Cookie Consent by Privacy Policies Generator website
Menu

Dożywotnio ukarani Rosjanie nie odpuszczają. Odwołują się do CAS

Dożywotnio ukarani Rosjanie nie odpuszczają. Odwołują się do CAS
Biathlonistki Jana Romanowa została dożywotnio zdyskwalifikowana. (Fot. Getty Images)
Wszyscy rosyjscy sportowcy - 25 osób, którzy zostali dożywotnio zdyskwalifikowani przez Międzynarodowy Komitet Olimpijski (MKOl) za doping podczas igrzysk olimpijskich w Soczi w 2014 roku, odwołali się od tej decyzji do Trybunału Arbitrażowego d/s. Sportu (CAS).
Reklama
Reklama

Do Lozanny, gdzie mieści się siedziba CAS, wpłynęły w przewidzianym przepisami terminie odwołania. Zawodnicy apelują o cofnięcie dyskwalifikacji po to, aby m.in. mogli wystartować w igrzyskach w lutym 2018 roku w koreańskim Pjongczangu.

W odwołaniach ukarani podnoszą problem odpowiedzialności zbiorowej, która - ich zdaniem - nie jest do zaakceptowania. Informują także, że nie byli bezpośrednio zaangażowani w manipulowanie wynikami badań, do jakich dopuściło się laboratorium antydopingowe w Moskwie.

Rosyjski Komitet Olimpijski został 5 grudnia 2017 roku zawieszony przez MKOl na przyszłoroczne zimowe igrzyska w Pjongczangu, choć niektórzy reprezentanci tego kraju będą mogli startować pod flagą olimpijską. Dożywotnio ze wszystkich struktur olimpijskich wykluczony został były minister sportu Witalij Mutko.

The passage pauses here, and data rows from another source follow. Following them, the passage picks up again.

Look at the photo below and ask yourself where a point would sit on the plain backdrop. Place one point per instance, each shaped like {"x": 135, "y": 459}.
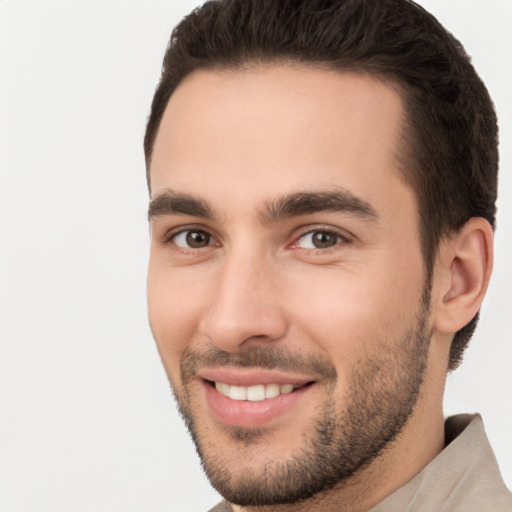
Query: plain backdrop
{"x": 87, "y": 421}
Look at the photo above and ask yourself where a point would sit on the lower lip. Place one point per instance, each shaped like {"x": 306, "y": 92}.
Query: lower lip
{"x": 248, "y": 414}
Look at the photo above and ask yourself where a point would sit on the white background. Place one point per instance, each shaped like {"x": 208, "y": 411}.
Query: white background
{"x": 87, "y": 422}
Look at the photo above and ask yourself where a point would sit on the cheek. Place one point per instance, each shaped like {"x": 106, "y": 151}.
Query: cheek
{"x": 349, "y": 314}
{"x": 173, "y": 311}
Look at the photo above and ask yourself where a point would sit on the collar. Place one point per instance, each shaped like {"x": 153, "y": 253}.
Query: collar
{"x": 464, "y": 477}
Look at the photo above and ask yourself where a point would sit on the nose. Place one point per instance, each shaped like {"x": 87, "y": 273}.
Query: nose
{"x": 245, "y": 306}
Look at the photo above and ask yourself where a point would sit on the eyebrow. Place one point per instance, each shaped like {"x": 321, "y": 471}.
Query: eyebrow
{"x": 293, "y": 205}
{"x": 306, "y": 203}
{"x": 172, "y": 203}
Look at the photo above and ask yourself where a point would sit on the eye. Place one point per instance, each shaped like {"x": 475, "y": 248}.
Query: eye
{"x": 193, "y": 239}
{"x": 319, "y": 240}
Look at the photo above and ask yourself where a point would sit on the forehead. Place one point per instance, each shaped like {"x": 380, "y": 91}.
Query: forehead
{"x": 292, "y": 126}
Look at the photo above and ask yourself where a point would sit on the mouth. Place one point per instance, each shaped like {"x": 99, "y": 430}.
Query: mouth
{"x": 257, "y": 392}
{"x": 254, "y": 398}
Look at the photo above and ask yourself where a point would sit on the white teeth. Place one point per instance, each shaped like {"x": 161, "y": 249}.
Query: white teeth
{"x": 272, "y": 390}
{"x": 253, "y": 393}
{"x": 286, "y": 388}
{"x": 256, "y": 393}
{"x": 238, "y": 393}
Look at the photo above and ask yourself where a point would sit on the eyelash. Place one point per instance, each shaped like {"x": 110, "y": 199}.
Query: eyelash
{"x": 343, "y": 239}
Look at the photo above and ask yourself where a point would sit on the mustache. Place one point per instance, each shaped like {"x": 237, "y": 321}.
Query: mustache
{"x": 267, "y": 358}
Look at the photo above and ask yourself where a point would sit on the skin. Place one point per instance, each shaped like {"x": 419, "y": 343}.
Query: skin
{"x": 237, "y": 141}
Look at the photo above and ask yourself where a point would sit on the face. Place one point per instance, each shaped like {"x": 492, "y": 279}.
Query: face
{"x": 286, "y": 286}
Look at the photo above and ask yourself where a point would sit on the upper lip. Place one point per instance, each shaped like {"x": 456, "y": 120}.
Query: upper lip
{"x": 252, "y": 376}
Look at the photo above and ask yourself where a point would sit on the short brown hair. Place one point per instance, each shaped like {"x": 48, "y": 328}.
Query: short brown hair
{"x": 449, "y": 156}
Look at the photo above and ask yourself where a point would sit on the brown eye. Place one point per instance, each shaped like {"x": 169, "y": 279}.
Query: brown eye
{"x": 192, "y": 239}
{"x": 319, "y": 240}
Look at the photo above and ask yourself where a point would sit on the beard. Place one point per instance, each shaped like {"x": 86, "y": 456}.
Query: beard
{"x": 346, "y": 435}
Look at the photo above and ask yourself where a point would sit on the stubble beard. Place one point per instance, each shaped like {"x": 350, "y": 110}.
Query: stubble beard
{"x": 343, "y": 439}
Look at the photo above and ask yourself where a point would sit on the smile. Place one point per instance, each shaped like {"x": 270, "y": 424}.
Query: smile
{"x": 254, "y": 393}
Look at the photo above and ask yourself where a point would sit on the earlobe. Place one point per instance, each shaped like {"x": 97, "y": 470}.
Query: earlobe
{"x": 466, "y": 261}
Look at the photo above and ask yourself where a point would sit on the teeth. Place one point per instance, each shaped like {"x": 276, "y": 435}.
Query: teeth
{"x": 254, "y": 393}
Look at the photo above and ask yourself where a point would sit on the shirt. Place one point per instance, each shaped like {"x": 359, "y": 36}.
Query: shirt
{"x": 464, "y": 477}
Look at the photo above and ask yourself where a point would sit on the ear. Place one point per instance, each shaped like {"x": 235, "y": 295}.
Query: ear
{"x": 463, "y": 273}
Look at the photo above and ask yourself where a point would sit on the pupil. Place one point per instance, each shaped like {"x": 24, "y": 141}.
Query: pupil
{"x": 197, "y": 239}
{"x": 321, "y": 239}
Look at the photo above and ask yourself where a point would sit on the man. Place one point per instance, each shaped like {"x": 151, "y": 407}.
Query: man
{"x": 323, "y": 186}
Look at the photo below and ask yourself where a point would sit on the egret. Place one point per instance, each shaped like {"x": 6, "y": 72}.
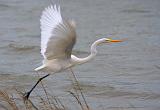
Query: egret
{"x": 58, "y": 37}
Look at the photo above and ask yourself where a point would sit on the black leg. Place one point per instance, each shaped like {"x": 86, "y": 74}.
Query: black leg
{"x": 27, "y": 94}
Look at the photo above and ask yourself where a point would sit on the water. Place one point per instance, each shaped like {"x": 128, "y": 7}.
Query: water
{"x": 122, "y": 76}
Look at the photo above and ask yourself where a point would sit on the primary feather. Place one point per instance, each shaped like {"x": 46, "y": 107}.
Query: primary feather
{"x": 57, "y": 36}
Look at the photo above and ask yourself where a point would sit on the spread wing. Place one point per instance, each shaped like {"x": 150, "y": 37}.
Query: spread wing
{"x": 57, "y": 36}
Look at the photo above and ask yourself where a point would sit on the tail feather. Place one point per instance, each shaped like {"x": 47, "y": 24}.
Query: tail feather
{"x": 40, "y": 68}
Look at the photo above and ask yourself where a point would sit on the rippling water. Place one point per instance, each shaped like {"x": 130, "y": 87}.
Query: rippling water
{"x": 123, "y": 76}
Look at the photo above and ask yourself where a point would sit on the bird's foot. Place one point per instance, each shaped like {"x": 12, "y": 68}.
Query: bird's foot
{"x": 26, "y": 95}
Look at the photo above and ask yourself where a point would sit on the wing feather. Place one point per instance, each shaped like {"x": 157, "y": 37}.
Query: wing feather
{"x": 57, "y": 36}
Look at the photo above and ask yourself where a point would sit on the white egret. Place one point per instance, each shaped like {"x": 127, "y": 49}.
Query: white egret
{"x": 58, "y": 37}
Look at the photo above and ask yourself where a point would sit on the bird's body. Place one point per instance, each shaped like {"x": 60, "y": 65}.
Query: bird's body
{"x": 58, "y": 37}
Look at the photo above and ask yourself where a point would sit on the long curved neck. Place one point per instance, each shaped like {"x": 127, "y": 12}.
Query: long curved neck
{"x": 93, "y": 53}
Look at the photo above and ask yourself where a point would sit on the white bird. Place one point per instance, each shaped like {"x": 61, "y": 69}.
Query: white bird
{"x": 58, "y": 37}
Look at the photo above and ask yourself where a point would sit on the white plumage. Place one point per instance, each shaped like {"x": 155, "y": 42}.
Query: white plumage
{"x": 58, "y": 37}
{"x": 50, "y": 18}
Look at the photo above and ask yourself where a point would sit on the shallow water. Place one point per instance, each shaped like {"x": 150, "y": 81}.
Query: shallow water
{"x": 122, "y": 76}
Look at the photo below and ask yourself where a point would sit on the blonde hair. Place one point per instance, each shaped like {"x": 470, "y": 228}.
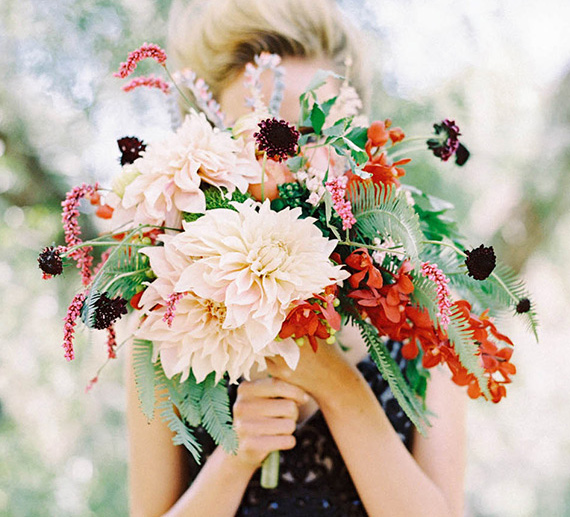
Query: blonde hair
{"x": 217, "y": 38}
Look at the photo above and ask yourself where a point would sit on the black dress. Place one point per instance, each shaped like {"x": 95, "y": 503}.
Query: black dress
{"x": 313, "y": 477}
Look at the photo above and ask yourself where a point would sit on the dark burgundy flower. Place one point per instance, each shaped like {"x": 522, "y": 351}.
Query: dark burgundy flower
{"x": 108, "y": 310}
{"x": 480, "y": 262}
{"x": 446, "y": 142}
{"x": 131, "y": 149}
{"x": 50, "y": 261}
{"x": 523, "y": 305}
{"x": 462, "y": 155}
{"x": 277, "y": 138}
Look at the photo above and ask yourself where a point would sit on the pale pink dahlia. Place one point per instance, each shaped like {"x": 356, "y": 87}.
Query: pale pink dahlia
{"x": 257, "y": 263}
{"x": 171, "y": 172}
{"x": 198, "y": 336}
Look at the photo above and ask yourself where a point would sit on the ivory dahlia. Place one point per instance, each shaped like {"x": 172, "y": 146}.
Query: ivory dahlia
{"x": 198, "y": 338}
{"x": 256, "y": 263}
{"x": 172, "y": 171}
{"x": 243, "y": 270}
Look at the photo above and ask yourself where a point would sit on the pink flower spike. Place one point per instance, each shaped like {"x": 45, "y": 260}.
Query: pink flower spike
{"x": 150, "y": 82}
{"x": 171, "y": 307}
{"x": 147, "y": 50}
{"x": 73, "y": 312}
{"x": 337, "y": 189}
{"x": 91, "y": 383}
{"x": 72, "y": 230}
{"x": 433, "y": 273}
{"x": 111, "y": 343}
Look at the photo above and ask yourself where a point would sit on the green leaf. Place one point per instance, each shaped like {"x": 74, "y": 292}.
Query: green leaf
{"x": 328, "y": 104}
{"x": 358, "y": 136}
{"x": 317, "y": 118}
{"x": 500, "y": 293}
{"x": 383, "y": 211}
{"x": 144, "y": 376}
{"x": 461, "y": 337}
{"x": 295, "y": 163}
{"x": 182, "y": 434}
{"x": 391, "y": 373}
{"x": 216, "y": 417}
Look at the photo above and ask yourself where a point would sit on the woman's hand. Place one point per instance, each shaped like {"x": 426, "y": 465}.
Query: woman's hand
{"x": 318, "y": 373}
{"x": 265, "y": 417}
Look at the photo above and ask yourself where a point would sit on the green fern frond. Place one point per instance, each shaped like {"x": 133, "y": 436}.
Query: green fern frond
{"x": 122, "y": 274}
{"x": 499, "y": 293}
{"x": 182, "y": 433}
{"x": 144, "y": 376}
{"x": 461, "y": 337}
{"x": 425, "y": 295}
{"x": 392, "y": 374}
{"x": 216, "y": 417}
{"x": 384, "y": 212}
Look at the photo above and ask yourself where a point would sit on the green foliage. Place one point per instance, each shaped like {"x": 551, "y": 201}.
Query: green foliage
{"x": 384, "y": 212}
{"x": 461, "y": 337}
{"x": 121, "y": 275}
{"x": 216, "y": 417}
{"x": 182, "y": 433}
{"x": 418, "y": 377}
{"x": 144, "y": 376}
{"x": 432, "y": 211}
{"x": 498, "y": 293}
{"x": 169, "y": 398}
{"x": 217, "y": 198}
{"x": 391, "y": 372}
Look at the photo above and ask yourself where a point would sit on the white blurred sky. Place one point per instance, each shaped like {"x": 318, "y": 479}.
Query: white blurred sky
{"x": 434, "y": 40}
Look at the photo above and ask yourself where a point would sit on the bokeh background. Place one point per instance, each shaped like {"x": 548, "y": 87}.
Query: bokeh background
{"x": 501, "y": 68}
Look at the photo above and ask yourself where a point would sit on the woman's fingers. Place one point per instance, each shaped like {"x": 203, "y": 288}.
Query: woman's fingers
{"x": 266, "y": 426}
{"x": 265, "y": 444}
{"x": 272, "y": 388}
{"x": 258, "y": 407}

Kary wymierzono w związku z wielokrotnym łamaniem przepisów antydopingowych przez "Sborną" na igrzyskach w Soczi w 2014 roku. Po wykryciu zorganizowanego procederu, który doprowadził m.in. do manipulacji wynikami Rosjan przez moskiewskie laboratorium antydopingowe, dożywotnio zdyskwalifikowano już 25 sportowców, a Rosja straciła 11 medali tych igrzysk.

Wicepremier Mutko został dożywotnio wykluczony z ruchu olimpijskiego, natomiast w wyniku zawieszenia Rosyjskiego Komitetu Olimpijskiego (ROC) jego prezes Aleksander Żukow został także zawieszony w prawach członka MKOl. Żukow od razu zapowiedział, że odwoła się do CAS.

Niektórzy rosyjscy sportowcy - jak zdecydował MKOl - będą mogli wystartować w Korei Południowej, ale nie pod oficjalną nazwą państwa, a pod mianem "Olympic Athlete of Russia".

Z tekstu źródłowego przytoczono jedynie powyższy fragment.